The Phillies contended off and on, winning their first pennant in 1915 on the strength of Grover Cleveland Alexander’s first of three straight seasons leading the NL in wins, ERA, and strikeouts, topping 30 victories each year. Gavvy Cravath led the league in HR and RBI. But the Red Sox won the WS in five games, and the Phillies were not to have another chance at the World Championship until 1950. The pitching was usually to blame. After trading away Alexander following the 1917 season, the Phillies topped .500 only once in the next 31 years, and finished last 17 times. During this period, they were tagged the Phutile Phils. The 1930s Phillies, led by slugger Chuck Klein (1932 MVP), became legendarily bad. The owner from 1933 through 1942, Gerry Nugent, was in constant financial need and sold off or traded (in deals that included cash) most of his promising players. In 1943 the NL took the club away from Nugent, but their choice was no better, as new owner William Cox was barred from baseball for betting on the Phillies. Robert Carpenter, Jr., bought the team before the end of 1943, and he or his son Ruly owned the franchise until 1982. The Carpenters would, by that point, be anachronistic as owners who made their living exclusively from baseball. To stimulate interest in the club, Robert Carpenter conducted a contest to rename the club, and although it was never official, in the years 1944-45 the team was known as the Blue Jays.

Hall of Famer Herb Pennock was named GM in 1943 and spent the last five years of his life building the club that would become known as the Whiz Kids. MVP relief ace Jim Konstanty led the club to the 1950 pennant, leading the NL in appearances and saves. Del Ennis led in RBI, and Richie Ashburn topped NL outfielders in putouts for the second of an ML-record-tying nine seasons. They won the flag from Brooklyn in the last game of the season on a tenth-inning Dick Sisler HR. Ashburn cut down Cal Abrams at the plate in the bottom of the inning. But the Yankees swept the Series, and the Phillies remained without a World Championship. They maintained respectability until 1958, when they began a four-year streak of last-place finishes. Eddie Sawyer, their manager in 1950, came back in 1958 but quit after just one game of the 1960 season, saying, “I’m 49 years old, and I’d love to live to be 50.” His replacement was Gene Mauch, who with GM John Quinn rebuilt the team into a contender. The Phillies lost an ML-record 23 straight games in 1961, but by 1962 they were back above .500. In 1964 they lost the pennant on the last day of the season and Mauch was criticized for overusing his three best starters down the stretch. Each appeared in more than 40 games. Jim Bunning, the staff’s ace, pitched the NL’s first 20th-century perfect game that year, and Richie Allen ran away with the Rookie of the Year award.

After Mauch was fired during the 1968 season, the team dropped below .500 again. They finished last in the NL East for three straight seasons (1971-73) before GM Paul Owens, appointed in 1972, turned things around.

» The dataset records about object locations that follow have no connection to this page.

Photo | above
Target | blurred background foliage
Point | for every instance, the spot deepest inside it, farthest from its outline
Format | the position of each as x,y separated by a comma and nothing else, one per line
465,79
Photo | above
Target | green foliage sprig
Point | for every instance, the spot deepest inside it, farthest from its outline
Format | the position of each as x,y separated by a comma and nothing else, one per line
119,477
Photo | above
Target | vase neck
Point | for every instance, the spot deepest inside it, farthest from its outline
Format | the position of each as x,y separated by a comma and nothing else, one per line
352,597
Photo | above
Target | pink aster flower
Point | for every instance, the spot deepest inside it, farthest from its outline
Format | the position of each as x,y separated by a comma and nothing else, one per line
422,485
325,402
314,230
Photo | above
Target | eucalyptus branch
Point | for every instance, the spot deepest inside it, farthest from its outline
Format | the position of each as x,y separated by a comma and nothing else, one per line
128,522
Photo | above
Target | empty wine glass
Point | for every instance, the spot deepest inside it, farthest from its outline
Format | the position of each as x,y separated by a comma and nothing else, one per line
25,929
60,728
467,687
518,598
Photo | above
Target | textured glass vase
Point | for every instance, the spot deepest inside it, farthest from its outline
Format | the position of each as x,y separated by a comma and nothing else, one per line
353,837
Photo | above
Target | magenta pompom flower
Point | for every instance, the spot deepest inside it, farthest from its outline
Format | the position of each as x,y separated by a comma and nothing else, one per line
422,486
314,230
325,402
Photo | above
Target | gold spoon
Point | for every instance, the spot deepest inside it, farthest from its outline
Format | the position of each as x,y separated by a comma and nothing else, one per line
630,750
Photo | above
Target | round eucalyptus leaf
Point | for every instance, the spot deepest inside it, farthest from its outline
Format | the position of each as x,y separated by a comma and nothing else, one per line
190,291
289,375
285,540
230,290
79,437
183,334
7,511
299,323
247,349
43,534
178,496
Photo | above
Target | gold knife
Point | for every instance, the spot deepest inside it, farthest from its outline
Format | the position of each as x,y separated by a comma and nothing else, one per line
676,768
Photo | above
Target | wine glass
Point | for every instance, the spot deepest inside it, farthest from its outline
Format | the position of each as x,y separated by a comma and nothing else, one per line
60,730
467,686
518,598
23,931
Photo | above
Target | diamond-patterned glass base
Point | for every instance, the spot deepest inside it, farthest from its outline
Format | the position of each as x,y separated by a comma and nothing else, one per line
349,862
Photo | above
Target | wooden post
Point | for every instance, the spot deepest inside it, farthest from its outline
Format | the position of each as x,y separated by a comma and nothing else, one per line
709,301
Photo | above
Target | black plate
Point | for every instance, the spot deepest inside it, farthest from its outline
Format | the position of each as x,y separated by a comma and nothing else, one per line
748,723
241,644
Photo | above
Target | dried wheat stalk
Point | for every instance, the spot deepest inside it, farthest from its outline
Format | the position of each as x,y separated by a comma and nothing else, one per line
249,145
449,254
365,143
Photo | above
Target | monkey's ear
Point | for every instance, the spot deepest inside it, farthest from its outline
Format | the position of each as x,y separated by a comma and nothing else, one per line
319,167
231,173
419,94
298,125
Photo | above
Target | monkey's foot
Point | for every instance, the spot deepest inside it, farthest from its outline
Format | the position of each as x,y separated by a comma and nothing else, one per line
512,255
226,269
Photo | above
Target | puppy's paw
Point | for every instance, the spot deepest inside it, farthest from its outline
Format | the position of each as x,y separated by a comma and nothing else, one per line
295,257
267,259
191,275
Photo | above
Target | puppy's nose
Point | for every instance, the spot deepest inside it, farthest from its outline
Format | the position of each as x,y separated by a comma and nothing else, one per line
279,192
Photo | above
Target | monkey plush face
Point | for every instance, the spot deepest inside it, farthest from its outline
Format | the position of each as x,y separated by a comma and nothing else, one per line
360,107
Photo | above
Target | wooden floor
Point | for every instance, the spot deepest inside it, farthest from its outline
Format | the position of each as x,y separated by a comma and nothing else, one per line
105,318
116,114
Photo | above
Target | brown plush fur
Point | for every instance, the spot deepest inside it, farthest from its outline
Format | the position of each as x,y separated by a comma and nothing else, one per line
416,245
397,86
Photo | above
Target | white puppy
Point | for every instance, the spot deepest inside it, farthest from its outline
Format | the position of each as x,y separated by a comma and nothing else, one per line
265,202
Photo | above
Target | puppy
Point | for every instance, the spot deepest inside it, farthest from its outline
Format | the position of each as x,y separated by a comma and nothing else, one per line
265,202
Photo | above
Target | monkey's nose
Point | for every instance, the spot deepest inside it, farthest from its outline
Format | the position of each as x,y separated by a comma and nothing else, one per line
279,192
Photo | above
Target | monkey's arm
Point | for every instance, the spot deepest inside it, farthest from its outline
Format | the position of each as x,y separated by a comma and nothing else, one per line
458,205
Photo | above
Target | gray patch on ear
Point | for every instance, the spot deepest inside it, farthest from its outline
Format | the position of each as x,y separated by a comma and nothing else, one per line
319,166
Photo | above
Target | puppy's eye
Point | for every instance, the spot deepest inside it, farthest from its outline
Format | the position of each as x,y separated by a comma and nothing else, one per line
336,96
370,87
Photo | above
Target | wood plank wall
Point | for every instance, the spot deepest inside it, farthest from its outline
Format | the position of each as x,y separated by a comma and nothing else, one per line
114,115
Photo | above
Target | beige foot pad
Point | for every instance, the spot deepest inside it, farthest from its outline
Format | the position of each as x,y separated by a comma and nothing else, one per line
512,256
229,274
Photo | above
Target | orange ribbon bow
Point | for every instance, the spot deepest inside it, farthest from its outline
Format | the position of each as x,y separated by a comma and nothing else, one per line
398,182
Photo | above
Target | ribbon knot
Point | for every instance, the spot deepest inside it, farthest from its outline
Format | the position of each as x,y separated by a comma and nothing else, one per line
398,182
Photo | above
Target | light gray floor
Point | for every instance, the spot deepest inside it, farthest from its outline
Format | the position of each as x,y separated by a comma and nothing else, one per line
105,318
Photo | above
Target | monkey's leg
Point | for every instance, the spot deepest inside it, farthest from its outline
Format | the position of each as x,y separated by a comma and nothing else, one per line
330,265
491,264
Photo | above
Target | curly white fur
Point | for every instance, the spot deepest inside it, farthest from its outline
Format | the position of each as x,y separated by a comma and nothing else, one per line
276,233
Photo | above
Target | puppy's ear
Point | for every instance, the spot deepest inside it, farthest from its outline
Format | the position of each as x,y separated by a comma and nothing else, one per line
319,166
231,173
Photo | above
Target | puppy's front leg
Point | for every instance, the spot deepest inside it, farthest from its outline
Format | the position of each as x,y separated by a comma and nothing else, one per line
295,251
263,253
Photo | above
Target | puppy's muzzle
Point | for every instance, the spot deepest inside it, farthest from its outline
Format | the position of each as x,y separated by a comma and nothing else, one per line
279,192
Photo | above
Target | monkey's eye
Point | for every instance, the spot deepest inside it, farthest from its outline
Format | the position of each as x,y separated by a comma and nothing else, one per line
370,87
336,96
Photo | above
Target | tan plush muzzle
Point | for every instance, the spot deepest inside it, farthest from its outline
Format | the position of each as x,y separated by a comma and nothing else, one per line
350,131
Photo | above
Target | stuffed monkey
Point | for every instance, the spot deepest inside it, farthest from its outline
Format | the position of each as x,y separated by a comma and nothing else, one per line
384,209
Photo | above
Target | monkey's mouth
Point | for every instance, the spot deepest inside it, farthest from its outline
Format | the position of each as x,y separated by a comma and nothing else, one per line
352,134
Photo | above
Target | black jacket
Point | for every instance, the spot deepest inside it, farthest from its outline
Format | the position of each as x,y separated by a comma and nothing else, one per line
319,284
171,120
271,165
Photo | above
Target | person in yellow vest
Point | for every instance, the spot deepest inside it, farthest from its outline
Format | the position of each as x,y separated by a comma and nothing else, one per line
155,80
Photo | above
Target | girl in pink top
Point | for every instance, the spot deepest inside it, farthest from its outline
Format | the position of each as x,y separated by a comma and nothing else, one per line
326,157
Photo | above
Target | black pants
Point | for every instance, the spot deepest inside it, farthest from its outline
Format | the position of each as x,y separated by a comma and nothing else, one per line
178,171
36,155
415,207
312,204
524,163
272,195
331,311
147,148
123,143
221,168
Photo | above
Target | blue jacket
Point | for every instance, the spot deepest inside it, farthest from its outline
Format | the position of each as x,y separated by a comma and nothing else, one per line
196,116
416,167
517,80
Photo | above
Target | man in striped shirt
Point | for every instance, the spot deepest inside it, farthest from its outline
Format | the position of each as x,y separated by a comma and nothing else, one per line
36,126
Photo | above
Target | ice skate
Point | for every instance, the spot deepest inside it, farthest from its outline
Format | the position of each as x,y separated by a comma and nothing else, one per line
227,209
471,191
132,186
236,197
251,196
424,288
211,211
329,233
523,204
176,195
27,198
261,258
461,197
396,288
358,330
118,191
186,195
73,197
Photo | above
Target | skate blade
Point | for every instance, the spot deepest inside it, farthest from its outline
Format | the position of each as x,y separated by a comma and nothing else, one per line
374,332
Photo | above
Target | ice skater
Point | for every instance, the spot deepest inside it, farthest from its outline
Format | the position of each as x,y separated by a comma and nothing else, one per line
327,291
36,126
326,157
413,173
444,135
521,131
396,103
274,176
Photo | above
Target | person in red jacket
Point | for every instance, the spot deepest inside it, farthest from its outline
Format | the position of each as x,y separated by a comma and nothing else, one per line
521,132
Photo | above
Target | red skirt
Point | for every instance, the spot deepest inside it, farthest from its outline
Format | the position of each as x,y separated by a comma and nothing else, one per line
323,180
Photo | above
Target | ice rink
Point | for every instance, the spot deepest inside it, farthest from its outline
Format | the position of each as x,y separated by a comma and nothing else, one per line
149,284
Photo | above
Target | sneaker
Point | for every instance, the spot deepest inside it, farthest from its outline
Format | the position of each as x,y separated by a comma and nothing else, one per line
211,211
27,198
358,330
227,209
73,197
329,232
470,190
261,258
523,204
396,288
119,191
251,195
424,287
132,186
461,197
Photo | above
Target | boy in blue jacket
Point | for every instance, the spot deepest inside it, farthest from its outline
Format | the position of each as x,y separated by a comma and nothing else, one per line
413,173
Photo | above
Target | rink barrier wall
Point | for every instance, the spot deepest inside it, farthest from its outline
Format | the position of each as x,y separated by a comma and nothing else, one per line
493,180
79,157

The first good signs were the 1972 acquisition of Steve Carlton, who won 27 of the Phillies’ 59 victories in 1972 and won the first of a record four Cy Young Awards, and the emergence in 1973 of Mike Schmidt, the greatest third baseman of all time. The Phillies went on to win three straight division titles (1976-78) and finally achieved what had eluded them for so long when they defeated the Royals in six games in the 1980 World Series. No other franchise has waited so long for its first World Championship. Schmidt was the Series MVP.

After the 1981 season the Carpenter family sold the club to a group headed by Bill Giles, who had been with the front office since 1969 and whose father was Warren Giles. The Phillies won another pennant in 1983.